Noticing sounds in our surroundings, sensations in our body and our breath are one-pointedness things, or one point of focus we can use as an anchor to the present moment. In this particular meditation, Jiva has us rest our awareness on our breath.
If we are in an uncomfortable stance, we probably won’t be able to meditate for long. Thus, taking a moment to check in with ourselves by doing a quick body scan can help us to get comfortable. I checked in with myself and adjusted my shoulders. Now that I was comfortable, I was ready to meditate.

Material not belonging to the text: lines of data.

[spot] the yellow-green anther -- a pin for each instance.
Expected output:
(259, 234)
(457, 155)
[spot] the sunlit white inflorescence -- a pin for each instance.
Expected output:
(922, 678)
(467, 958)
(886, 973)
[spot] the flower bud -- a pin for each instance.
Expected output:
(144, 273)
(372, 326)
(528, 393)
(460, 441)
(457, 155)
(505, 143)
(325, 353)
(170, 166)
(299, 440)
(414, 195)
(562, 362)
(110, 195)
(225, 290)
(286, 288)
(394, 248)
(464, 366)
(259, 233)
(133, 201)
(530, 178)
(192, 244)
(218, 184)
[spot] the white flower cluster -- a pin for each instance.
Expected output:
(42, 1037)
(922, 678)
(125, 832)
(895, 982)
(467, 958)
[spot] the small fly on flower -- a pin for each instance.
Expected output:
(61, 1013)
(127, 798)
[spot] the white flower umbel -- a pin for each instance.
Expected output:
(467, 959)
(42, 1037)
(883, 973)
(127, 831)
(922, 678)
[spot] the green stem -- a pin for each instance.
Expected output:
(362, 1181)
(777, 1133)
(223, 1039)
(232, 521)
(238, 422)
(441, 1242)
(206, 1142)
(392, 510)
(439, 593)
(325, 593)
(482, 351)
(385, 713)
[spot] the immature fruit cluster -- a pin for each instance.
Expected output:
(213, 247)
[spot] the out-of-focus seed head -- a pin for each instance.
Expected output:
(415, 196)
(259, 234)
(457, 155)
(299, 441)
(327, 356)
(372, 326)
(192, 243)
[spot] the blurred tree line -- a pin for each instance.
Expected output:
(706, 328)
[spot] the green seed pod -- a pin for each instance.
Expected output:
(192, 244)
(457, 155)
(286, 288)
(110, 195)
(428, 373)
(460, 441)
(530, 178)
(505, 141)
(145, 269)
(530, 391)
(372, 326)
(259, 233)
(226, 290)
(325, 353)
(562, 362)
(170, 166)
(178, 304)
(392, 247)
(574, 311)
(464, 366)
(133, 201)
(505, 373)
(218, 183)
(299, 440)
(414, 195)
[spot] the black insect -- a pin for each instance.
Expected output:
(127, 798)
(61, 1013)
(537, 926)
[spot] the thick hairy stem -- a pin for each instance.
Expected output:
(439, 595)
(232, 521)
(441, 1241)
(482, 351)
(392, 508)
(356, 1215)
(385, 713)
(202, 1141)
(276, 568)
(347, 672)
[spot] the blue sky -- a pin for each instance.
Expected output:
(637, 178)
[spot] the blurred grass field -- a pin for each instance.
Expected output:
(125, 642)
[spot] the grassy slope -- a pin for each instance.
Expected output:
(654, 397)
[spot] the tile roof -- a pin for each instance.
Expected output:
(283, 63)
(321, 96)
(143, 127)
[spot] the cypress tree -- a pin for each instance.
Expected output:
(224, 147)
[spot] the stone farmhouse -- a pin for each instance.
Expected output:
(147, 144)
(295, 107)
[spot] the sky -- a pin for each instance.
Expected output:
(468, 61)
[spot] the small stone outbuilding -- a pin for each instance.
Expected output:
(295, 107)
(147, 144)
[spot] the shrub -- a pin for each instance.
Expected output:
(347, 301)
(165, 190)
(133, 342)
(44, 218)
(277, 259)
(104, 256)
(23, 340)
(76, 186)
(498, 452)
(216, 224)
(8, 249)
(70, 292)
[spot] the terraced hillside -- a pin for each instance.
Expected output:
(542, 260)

Placing one hand on my chest and the other on my stomach, I rested my attention on my breath. After so many breaths, my mind would wander, as minds are notorious for doing. Each time I noticed this, I would bring my attention to rest back to my breath. Every now and then I noticed gaps occurring in between my thoughts. It was in these moments where I felt a sense of freedom. Having this sense of freedom from thinking, I felt an inner peace grow. Having this inner peace, I was free to just be and observe how my entire body breathed effortlessly on it’s own.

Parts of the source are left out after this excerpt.